Buddha mengajari murid-murid-Nya sesuai kapasitas masing-masing. Bagaimanapun kapasitas mereka, Buddha hanya memiliki satu harapan, yakni setiap orang dapat mencapai kebuddhaan dan menyadari hakikat kebuddhaan mereka. Tidak peduli kapasitas orang-orang besar atau kecil, Buddha berharap setiap orang dapat kembali pada hakikat yang murni serta menabur benih-benih Bodhi agar benih-benih itu dapat bertumbuh membentuk hutan Bodhi. Inilah harapan Buddha.

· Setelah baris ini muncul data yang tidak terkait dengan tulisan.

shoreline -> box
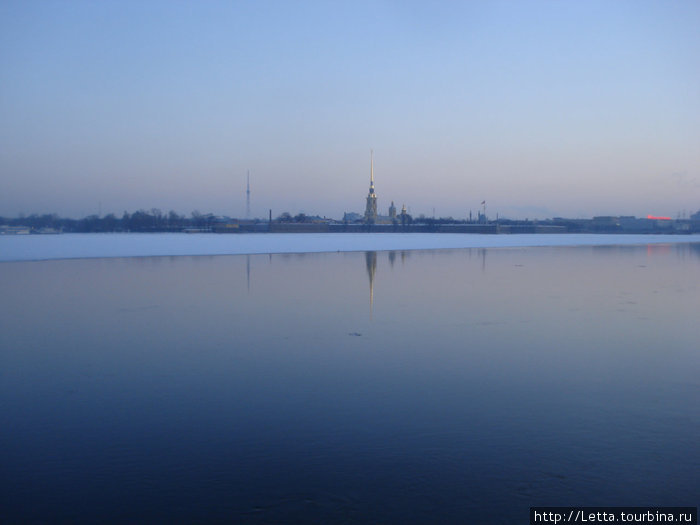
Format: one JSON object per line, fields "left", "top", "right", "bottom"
{"left": 2, "top": 232, "right": 700, "bottom": 263}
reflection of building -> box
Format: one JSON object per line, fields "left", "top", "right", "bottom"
{"left": 365, "top": 251, "right": 377, "bottom": 318}
{"left": 364, "top": 151, "right": 378, "bottom": 224}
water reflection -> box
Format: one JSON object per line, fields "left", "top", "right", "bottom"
{"left": 365, "top": 251, "right": 377, "bottom": 320}
{"left": 246, "top": 254, "right": 251, "bottom": 292}
{"left": 0, "top": 243, "right": 698, "bottom": 524}
{"left": 364, "top": 248, "right": 497, "bottom": 321}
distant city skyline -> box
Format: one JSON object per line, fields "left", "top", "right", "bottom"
{"left": 1, "top": 1, "right": 699, "bottom": 220}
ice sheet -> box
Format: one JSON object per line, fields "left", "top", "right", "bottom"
{"left": 2, "top": 232, "right": 699, "bottom": 262}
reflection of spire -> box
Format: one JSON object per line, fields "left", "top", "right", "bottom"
{"left": 388, "top": 250, "right": 396, "bottom": 267}
{"left": 365, "top": 251, "right": 377, "bottom": 320}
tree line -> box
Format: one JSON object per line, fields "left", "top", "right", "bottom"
{"left": 0, "top": 209, "right": 225, "bottom": 233}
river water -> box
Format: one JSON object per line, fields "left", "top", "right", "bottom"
{"left": 1, "top": 243, "right": 698, "bottom": 523}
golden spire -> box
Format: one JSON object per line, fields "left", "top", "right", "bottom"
{"left": 364, "top": 149, "right": 378, "bottom": 223}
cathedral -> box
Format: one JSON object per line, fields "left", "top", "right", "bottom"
{"left": 364, "top": 150, "right": 378, "bottom": 224}
{"left": 362, "top": 150, "right": 408, "bottom": 225}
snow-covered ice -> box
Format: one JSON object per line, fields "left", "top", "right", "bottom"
{"left": 1, "top": 232, "right": 699, "bottom": 262}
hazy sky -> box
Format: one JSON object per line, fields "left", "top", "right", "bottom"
{"left": 1, "top": 0, "right": 699, "bottom": 219}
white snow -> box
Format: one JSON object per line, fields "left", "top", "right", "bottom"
{"left": 1, "top": 232, "right": 699, "bottom": 262}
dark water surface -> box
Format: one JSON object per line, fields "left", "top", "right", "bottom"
{"left": 1, "top": 244, "right": 698, "bottom": 523}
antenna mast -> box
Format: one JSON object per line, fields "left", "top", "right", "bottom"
{"left": 246, "top": 170, "right": 251, "bottom": 219}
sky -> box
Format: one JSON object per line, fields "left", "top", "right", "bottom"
{"left": 1, "top": 0, "right": 699, "bottom": 220}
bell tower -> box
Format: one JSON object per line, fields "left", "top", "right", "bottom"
{"left": 364, "top": 150, "right": 378, "bottom": 224}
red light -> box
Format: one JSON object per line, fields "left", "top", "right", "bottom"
{"left": 647, "top": 215, "right": 671, "bottom": 220}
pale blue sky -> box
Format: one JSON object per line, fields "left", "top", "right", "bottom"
{"left": 1, "top": 0, "right": 699, "bottom": 219}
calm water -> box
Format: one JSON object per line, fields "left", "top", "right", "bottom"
{"left": 1, "top": 244, "right": 698, "bottom": 523}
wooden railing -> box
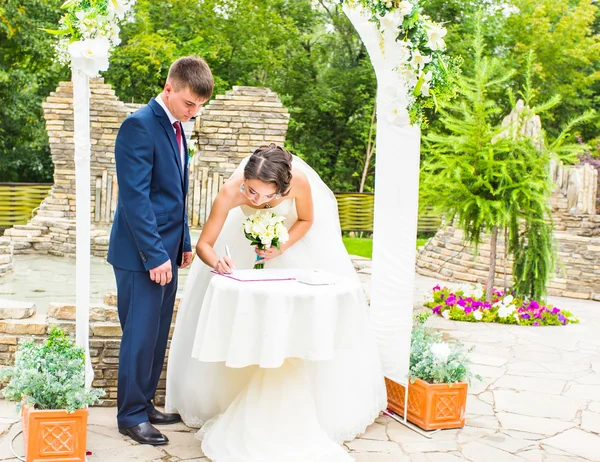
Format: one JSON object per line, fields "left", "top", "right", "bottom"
{"left": 334, "top": 192, "right": 442, "bottom": 233}
{"left": 0, "top": 183, "right": 52, "bottom": 229}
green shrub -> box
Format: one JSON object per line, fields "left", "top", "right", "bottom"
{"left": 1, "top": 327, "right": 104, "bottom": 412}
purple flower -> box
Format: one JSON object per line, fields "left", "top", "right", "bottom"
{"left": 552, "top": 307, "right": 560, "bottom": 315}
{"left": 432, "top": 285, "right": 441, "bottom": 292}
{"left": 432, "top": 305, "right": 442, "bottom": 315}
{"left": 529, "top": 300, "right": 539, "bottom": 310}
{"left": 457, "top": 298, "right": 467, "bottom": 308}
{"left": 558, "top": 314, "right": 567, "bottom": 325}
{"left": 445, "top": 294, "right": 457, "bottom": 306}
{"left": 533, "top": 322, "right": 539, "bottom": 326}
{"left": 521, "top": 313, "right": 531, "bottom": 320}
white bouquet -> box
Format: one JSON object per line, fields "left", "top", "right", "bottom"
{"left": 243, "top": 211, "right": 289, "bottom": 269}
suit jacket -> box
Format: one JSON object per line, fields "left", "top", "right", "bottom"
{"left": 107, "top": 98, "right": 191, "bottom": 272}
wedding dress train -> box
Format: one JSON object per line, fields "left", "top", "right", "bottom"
{"left": 166, "top": 155, "right": 387, "bottom": 460}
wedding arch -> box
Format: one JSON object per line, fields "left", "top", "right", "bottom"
{"left": 56, "top": 0, "right": 452, "bottom": 390}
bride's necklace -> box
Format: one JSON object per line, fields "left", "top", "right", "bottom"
{"left": 264, "top": 203, "right": 272, "bottom": 209}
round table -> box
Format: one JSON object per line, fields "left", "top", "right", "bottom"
{"left": 192, "top": 269, "right": 364, "bottom": 462}
{"left": 191, "top": 269, "right": 366, "bottom": 368}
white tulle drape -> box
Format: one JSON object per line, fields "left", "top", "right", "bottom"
{"left": 342, "top": 5, "right": 419, "bottom": 384}
{"left": 72, "top": 68, "right": 94, "bottom": 387}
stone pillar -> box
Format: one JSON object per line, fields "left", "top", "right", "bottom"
{"left": 4, "top": 79, "right": 141, "bottom": 257}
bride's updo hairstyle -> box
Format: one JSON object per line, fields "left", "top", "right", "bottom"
{"left": 244, "top": 143, "right": 293, "bottom": 196}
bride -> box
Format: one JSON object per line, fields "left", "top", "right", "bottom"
{"left": 166, "top": 144, "right": 386, "bottom": 460}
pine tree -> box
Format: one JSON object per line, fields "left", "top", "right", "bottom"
{"left": 420, "top": 17, "right": 595, "bottom": 301}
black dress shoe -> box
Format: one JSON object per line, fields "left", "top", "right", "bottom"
{"left": 119, "top": 422, "right": 169, "bottom": 445}
{"left": 148, "top": 407, "right": 182, "bottom": 425}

Jadi, Buddha terus menanti dan menggunakan waktu yang lama untuk memberikan ajaran sesuai kapasitas masing-masing orang. Adakalanya, Buddha menggunakan ajaran Hinayana untuk memberi tahu orang-orang bahwa kehidupan penuh dengan penderitaan. Murid-murid Buddha yang dekat dengan-Nya harus senantiasa waspada, memahami dari mana penderitaan berasal, dan membebaskan diri dari penderitaan. Setelah memahami penderitaan dan sebab penderitaan, mereka bersungguh-sungguh dan tekun melatih diri.

Banyaknya hal duniawi mendatangkan noda batin yang tak terbatas. Jika kita tidak berhati-hati dan mengakumulasi berbagai sebab penderitaan, kita akan menuai penderitaan. Karena itu, setiap orang hendaklah senantiasa ingat untuk melenyapkan noda batin dalam kehidupan sehari-hari. Kita hendaknya mengingatkan satu sama lain untuk melatih diri di jalan menuju lenyapnya penderitaan. Kita harus menapaki jalan ini dalam keseharian dan senantiasa bermawas diri.

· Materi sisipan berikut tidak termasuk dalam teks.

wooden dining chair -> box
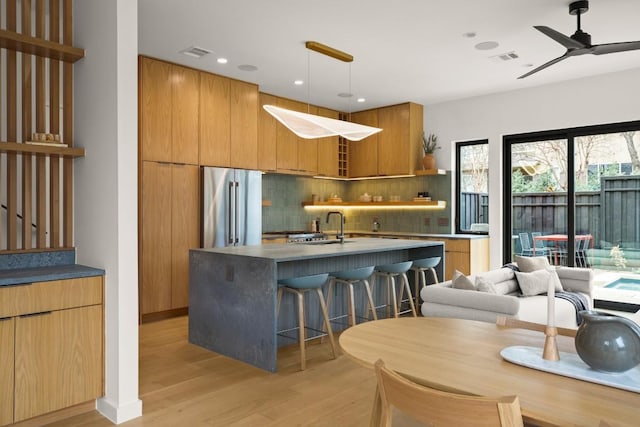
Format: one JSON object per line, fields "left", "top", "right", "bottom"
{"left": 373, "top": 359, "right": 524, "bottom": 427}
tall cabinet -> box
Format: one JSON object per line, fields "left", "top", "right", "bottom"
{"left": 139, "top": 56, "right": 200, "bottom": 320}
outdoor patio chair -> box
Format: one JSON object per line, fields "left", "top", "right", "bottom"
{"left": 518, "top": 232, "right": 534, "bottom": 256}
{"left": 530, "top": 232, "right": 551, "bottom": 258}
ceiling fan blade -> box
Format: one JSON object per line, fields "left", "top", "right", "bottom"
{"left": 534, "top": 26, "right": 586, "bottom": 50}
{"left": 592, "top": 40, "right": 640, "bottom": 55}
{"left": 518, "top": 54, "right": 569, "bottom": 79}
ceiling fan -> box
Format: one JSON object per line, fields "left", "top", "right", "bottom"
{"left": 518, "top": 0, "right": 640, "bottom": 79}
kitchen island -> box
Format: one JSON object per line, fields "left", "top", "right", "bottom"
{"left": 189, "top": 238, "right": 444, "bottom": 372}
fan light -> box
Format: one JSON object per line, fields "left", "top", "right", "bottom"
{"left": 264, "top": 41, "right": 382, "bottom": 142}
{"left": 263, "top": 105, "right": 381, "bottom": 142}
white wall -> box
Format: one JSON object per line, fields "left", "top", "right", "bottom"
{"left": 424, "top": 67, "right": 640, "bottom": 268}
{"left": 74, "top": 0, "right": 141, "bottom": 423}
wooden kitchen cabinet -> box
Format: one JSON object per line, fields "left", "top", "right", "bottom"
{"left": 276, "top": 97, "right": 318, "bottom": 175}
{"left": 139, "top": 56, "right": 199, "bottom": 164}
{"left": 316, "top": 107, "right": 340, "bottom": 177}
{"left": 200, "top": 74, "right": 258, "bottom": 169}
{"left": 258, "top": 93, "right": 277, "bottom": 171}
{"left": 0, "top": 317, "right": 14, "bottom": 426}
{"left": 140, "top": 161, "right": 199, "bottom": 317}
{"left": 14, "top": 305, "right": 103, "bottom": 422}
{"left": 0, "top": 275, "right": 104, "bottom": 425}
{"left": 349, "top": 109, "right": 379, "bottom": 177}
{"left": 422, "top": 236, "right": 489, "bottom": 280}
{"left": 348, "top": 102, "right": 423, "bottom": 177}
{"left": 377, "top": 102, "right": 423, "bottom": 176}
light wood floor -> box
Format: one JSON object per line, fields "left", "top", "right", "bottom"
{"left": 46, "top": 316, "right": 376, "bottom": 426}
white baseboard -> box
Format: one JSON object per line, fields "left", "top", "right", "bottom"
{"left": 96, "top": 397, "right": 143, "bottom": 424}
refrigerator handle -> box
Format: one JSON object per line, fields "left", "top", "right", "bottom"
{"left": 228, "top": 181, "right": 234, "bottom": 245}
{"left": 234, "top": 181, "right": 240, "bottom": 244}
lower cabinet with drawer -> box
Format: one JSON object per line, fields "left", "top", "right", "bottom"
{"left": 0, "top": 275, "right": 104, "bottom": 426}
{"left": 422, "top": 237, "right": 489, "bottom": 281}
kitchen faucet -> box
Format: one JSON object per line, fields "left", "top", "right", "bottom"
{"left": 326, "top": 211, "right": 345, "bottom": 243}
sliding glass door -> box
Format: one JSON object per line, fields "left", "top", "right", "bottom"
{"left": 504, "top": 121, "right": 640, "bottom": 272}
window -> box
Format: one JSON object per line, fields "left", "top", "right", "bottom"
{"left": 456, "top": 140, "right": 489, "bottom": 234}
{"left": 503, "top": 120, "right": 640, "bottom": 270}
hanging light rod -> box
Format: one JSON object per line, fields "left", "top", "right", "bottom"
{"left": 305, "top": 41, "right": 353, "bottom": 63}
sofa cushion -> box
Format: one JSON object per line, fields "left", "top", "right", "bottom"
{"left": 476, "top": 276, "right": 498, "bottom": 293}
{"left": 452, "top": 270, "right": 476, "bottom": 290}
{"left": 515, "top": 269, "right": 552, "bottom": 296}
{"left": 475, "top": 268, "right": 519, "bottom": 295}
{"left": 515, "top": 255, "right": 563, "bottom": 291}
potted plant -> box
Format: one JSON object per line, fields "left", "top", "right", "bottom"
{"left": 422, "top": 133, "right": 440, "bottom": 170}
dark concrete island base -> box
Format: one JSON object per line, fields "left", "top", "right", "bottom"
{"left": 189, "top": 238, "right": 444, "bottom": 372}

Meski kita semua tahu bahwa Jalan Bodhi sangat lapang dan lurus, tetapi kehidupan tak lepas dari Empat Kebenaran Mulia. Untuk melenyapkan noda batin, kita membutuhkan Empat Kebenaran Mulia. Jadi, dengan Empat Kebenaran Mulia, kita dapat menghapus semua kegelapan dan noda batin, keraguan, dan sebagainya. Buddha menggunakan waktu yang sangat lama untuk membabarkan kebenaran yang fundamental ini.

Sariputra dan Maudgalyayana merupakan murid Buddha sekaligus teman baik. Suatu hari, mereka membahas tentang Dharma.

Sariputra bertanya kepada Maudgalyayana, “Belakangan ini, engkau membimbing dua murid untuk melatih diri. Bagaimana pelatihan diri mereka? Bagaimana cara engkau membimbing mereka?”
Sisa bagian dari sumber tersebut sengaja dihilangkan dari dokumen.